Difficulty in prediction of operations
Airlines have approximately three main avenues to earn money they are. One of them is from ticket sales, which might include other avenues of earning such as:
- Ticket modification
- Ticket cancellation
- Seat selection
- Excess baggage
- Special service request
In addition, there are earnings from cargo, and also by food and beverage. Full-service airlines like Air India and Vistara offer meals on domestic flights, and a now-defunct carrier, Jet Airways also provided meals to its passengers while budget airlines such as IndiGo, SpiceJet, and FLY SMART do not offer meals; instead, they allow passengers to pre-book meals or purchase them in-flight.

Photo: Abhinav619 | Wikimedia Commons
In India, major commercial airlines generate most of their revenue from passenger-related services. However, it is challenging to predict how many passengers will travel in a specific month, making it difficult for airlines to determine the required number of airplanes. Recently, the tourist town of India was bereft of travelers, showing how even popular destinations in India might not see as much activity as predicted, making it difficult for airlines to plan for flight operations and acquisition of aircraft.

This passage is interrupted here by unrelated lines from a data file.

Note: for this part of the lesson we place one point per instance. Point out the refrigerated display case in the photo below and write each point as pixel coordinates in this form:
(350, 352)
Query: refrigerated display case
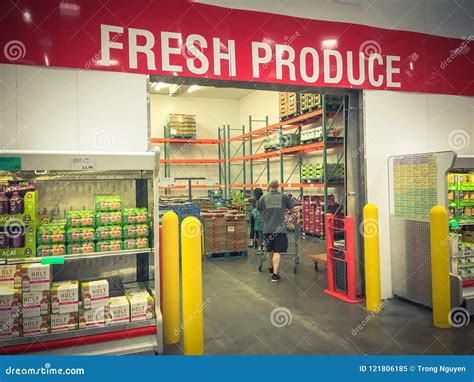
(67, 181)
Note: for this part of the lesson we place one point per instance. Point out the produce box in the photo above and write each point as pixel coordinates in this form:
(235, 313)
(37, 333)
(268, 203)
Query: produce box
(108, 232)
(51, 250)
(51, 234)
(135, 230)
(109, 245)
(119, 310)
(80, 234)
(80, 248)
(95, 294)
(35, 277)
(81, 219)
(137, 243)
(135, 215)
(109, 217)
(27, 240)
(10, 276)
(35, 303)
(64, 297)
(37, 325)
(64, 322)
(28, 216)
(108, 203)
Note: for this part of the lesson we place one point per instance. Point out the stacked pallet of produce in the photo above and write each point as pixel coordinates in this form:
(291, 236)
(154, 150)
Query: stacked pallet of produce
(182, 126)
(313, 213)
(288, 105)
(315, 172)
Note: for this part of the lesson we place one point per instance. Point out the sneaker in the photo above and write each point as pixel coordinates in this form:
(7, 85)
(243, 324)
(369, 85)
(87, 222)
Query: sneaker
(275, 278)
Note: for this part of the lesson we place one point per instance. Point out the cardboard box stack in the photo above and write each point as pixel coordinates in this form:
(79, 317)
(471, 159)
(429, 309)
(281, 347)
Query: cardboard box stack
(309, 102)
(17, 220)
(313, 213)
(182, 126)
(35, 297)
(236, 231)
(215, 232)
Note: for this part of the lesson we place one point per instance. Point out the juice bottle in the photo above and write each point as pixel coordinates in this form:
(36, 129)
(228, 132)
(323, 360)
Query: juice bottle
(4, 239)
(17, 205)
(4, 204)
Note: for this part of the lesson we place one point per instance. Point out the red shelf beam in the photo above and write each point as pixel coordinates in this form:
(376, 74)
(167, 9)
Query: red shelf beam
(312, 147)
(191, 161)
(289, 124)
(193, 141)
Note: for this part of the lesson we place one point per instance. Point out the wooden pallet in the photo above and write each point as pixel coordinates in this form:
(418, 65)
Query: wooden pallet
(226, 255)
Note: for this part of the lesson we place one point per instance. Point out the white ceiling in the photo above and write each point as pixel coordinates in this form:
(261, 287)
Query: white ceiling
(207, 92)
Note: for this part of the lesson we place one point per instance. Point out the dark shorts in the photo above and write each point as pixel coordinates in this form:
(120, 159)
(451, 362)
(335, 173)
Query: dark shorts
(275, 242)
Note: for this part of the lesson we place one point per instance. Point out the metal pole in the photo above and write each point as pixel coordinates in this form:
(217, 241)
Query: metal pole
(325, 178)
(251, 149)
(243, 162)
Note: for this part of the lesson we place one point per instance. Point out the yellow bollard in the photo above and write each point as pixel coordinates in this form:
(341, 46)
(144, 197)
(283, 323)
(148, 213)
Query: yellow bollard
(170, 278)
(372, 258)
(440, 287)
(193, 330)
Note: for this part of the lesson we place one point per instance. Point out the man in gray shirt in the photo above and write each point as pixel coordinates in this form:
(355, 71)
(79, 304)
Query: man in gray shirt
(273, 207)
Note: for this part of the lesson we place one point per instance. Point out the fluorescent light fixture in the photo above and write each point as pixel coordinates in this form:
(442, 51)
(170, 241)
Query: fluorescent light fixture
(329, 44)
(27, 16)
(160, 85)
(192, 88)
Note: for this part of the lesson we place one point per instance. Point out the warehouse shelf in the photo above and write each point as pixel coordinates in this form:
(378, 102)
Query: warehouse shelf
(192, 161)
(94, 255)
(289, 124)
(250, 143)
(44, 339)
(194, 186)
(167, 161)
(193, 141)
(311, 147)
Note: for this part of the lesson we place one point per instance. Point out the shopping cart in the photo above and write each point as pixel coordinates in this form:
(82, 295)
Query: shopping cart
(293, 246)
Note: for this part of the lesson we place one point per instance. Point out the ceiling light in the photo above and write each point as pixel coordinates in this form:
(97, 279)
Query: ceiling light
(159, 85)
(192, 88)
(329, 44)
(27, 16)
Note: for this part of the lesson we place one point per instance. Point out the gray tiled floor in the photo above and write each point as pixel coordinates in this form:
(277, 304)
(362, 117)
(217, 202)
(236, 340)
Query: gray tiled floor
(238, 316)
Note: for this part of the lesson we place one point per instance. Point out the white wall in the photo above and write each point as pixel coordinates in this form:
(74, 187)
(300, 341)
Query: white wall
(440, 17)
(404, 123)
(65, 109)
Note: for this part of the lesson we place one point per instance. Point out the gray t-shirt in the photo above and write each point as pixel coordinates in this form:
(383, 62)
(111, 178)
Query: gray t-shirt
(273, 206)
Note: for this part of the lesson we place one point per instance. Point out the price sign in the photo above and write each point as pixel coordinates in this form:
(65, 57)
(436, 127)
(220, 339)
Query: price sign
(82, 163)
(167, 182)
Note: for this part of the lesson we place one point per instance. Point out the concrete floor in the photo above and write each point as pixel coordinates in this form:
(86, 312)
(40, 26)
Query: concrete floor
(238, 318)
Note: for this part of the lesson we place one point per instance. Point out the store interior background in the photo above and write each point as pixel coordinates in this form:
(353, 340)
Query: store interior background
(72, 109)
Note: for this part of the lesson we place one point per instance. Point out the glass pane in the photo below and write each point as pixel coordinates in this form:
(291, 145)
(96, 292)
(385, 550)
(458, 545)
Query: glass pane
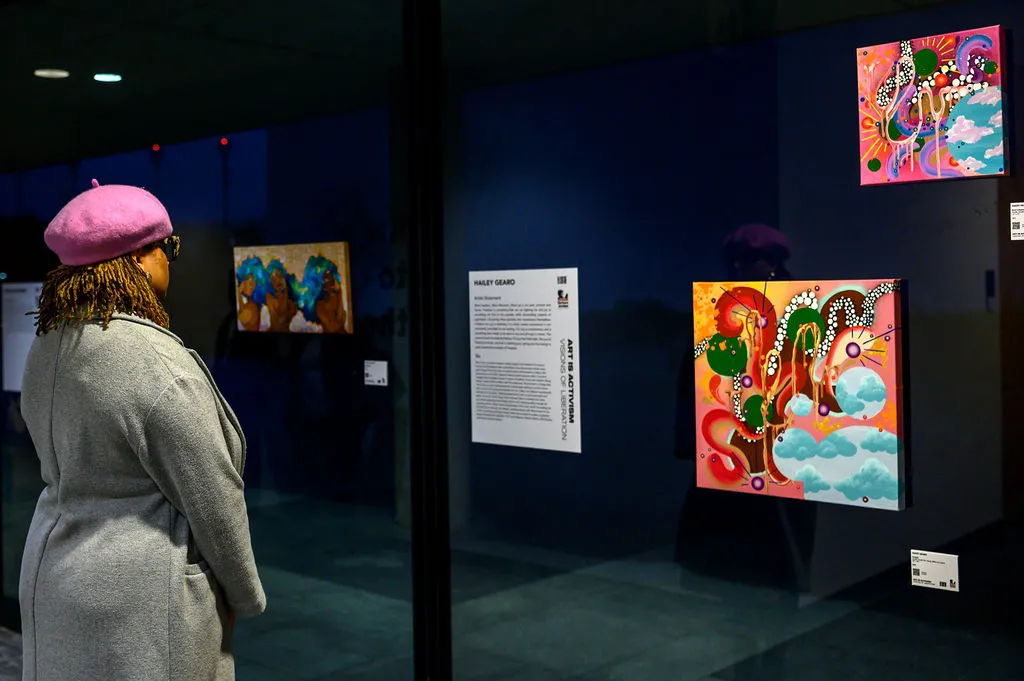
(648, 146)
(266, 133)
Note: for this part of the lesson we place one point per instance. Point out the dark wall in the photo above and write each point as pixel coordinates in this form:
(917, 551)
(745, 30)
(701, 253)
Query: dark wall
(943, 238)
(635, 174)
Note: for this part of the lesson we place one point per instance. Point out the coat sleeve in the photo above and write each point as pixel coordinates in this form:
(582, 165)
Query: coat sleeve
(183, 450)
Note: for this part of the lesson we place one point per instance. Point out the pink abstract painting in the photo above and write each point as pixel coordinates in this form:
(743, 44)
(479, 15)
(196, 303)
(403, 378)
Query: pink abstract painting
(932, 108)
(799, 390)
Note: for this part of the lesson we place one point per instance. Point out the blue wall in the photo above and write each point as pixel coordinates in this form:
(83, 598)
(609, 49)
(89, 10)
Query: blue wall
(634, 173)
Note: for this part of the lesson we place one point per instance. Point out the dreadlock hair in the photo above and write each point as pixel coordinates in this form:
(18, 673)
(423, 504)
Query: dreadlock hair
(77, 295)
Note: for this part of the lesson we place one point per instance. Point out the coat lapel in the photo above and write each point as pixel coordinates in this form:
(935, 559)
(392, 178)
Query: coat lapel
(238, 453)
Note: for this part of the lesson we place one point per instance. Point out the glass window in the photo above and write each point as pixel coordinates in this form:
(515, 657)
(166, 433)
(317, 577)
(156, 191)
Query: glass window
(266, 132)
(645, 149)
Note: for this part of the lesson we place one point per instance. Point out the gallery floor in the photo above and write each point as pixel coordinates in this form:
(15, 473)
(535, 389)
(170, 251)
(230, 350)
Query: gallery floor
(338, 584)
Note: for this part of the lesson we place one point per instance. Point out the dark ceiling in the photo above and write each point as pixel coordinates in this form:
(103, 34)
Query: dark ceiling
(198, 68)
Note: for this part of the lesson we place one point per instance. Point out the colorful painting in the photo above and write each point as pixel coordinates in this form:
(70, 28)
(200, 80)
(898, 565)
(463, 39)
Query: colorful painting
(302, 288)
(799, 390)
(932, 108)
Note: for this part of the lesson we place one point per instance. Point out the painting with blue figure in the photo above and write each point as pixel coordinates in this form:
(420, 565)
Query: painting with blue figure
(303, 288)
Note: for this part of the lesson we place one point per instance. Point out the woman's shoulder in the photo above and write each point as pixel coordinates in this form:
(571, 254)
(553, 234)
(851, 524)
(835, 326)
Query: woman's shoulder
(148, 348)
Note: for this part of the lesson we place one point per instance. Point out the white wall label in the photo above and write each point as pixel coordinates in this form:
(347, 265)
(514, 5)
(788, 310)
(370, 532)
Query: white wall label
(18, 301)
(375, 373)
(935, 570)
(1017, 221)
(524, 339)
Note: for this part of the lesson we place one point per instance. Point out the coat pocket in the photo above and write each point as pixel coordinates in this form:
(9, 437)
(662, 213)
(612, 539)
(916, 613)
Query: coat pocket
(201, 567)
(203, 642)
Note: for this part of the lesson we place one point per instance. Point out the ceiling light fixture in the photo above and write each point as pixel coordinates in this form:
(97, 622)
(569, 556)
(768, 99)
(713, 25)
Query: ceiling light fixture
(51, 73)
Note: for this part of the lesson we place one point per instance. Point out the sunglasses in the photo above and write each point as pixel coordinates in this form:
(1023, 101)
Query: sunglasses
(171, 248)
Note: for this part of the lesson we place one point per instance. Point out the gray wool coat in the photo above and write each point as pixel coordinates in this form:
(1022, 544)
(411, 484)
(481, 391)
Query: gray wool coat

Congestion of aircraft of non-operating airlines at airports in India

Photo: albinfo | Wikimedia Commons
Airlines must pay fees to airports for parking their aircraft. In India, domestic and international flights take off from the same terminal, which increases charges. Additionally, many aircraft from insolvent airlines remain at various airports, occupying space without paying for it. Further, the grounding of more than a hundred aircraft in more than ten airport in the nation, also added to the operations of airlines in India as far as 2023. According to the National Herald India:
” Out of the total, the highest number of grounded aircraft is at Delhi airport at 64, followed by Bengaluru (27), Mumbai (24) and Chennai (20). At the Delhi airport, IndiGo’s 24 aircraft and Go First’s 23 planes are lying idle. Other carriers whose planes are grounded there are SpiceJet (6), Air India (2), Zoom Air (5), Jet Airways (3) and Alliance Air (1). In Mumbai, nine planes of Go First and six aircraft of Jet Airways are lying idle. Other airlines having grounded aircraft at the airport there are Air India (4), General Aviation (4) and SpiceJet (1). A total of 29 aeroplanes are lying idle at the airports owned and managed by the Airports Authority of India (AAI).”
Much like the problems faced during the pandemic, the grounding of many aircraft following the widespread issues with Pratt and Whitney engines wasn’t insular to India, though.
Difficulty in establishing brand loyalty in Indian aviation
The last reason is brand loyalty. In India, while the number of airline passengers is high due to the large population, the per capita traveler rate reveals that many Indians have never taken a flight. Only 1% of India’s population accounts for about 45% of the flights. In this context, building and maintaining brand loyalty is challenging.
In a nation where a large number of people travel by trains, operational and feature costs aossicated with a much more expensive mode of transportation i.e., airlines, isn’t the topmost priority. Many people would prefer a cheap mode of transport. It is difficult to establish brand loyalty in a market where customers prioritize low-cost options. This is one of the reasons why Indigo took the airline industry of India by storm.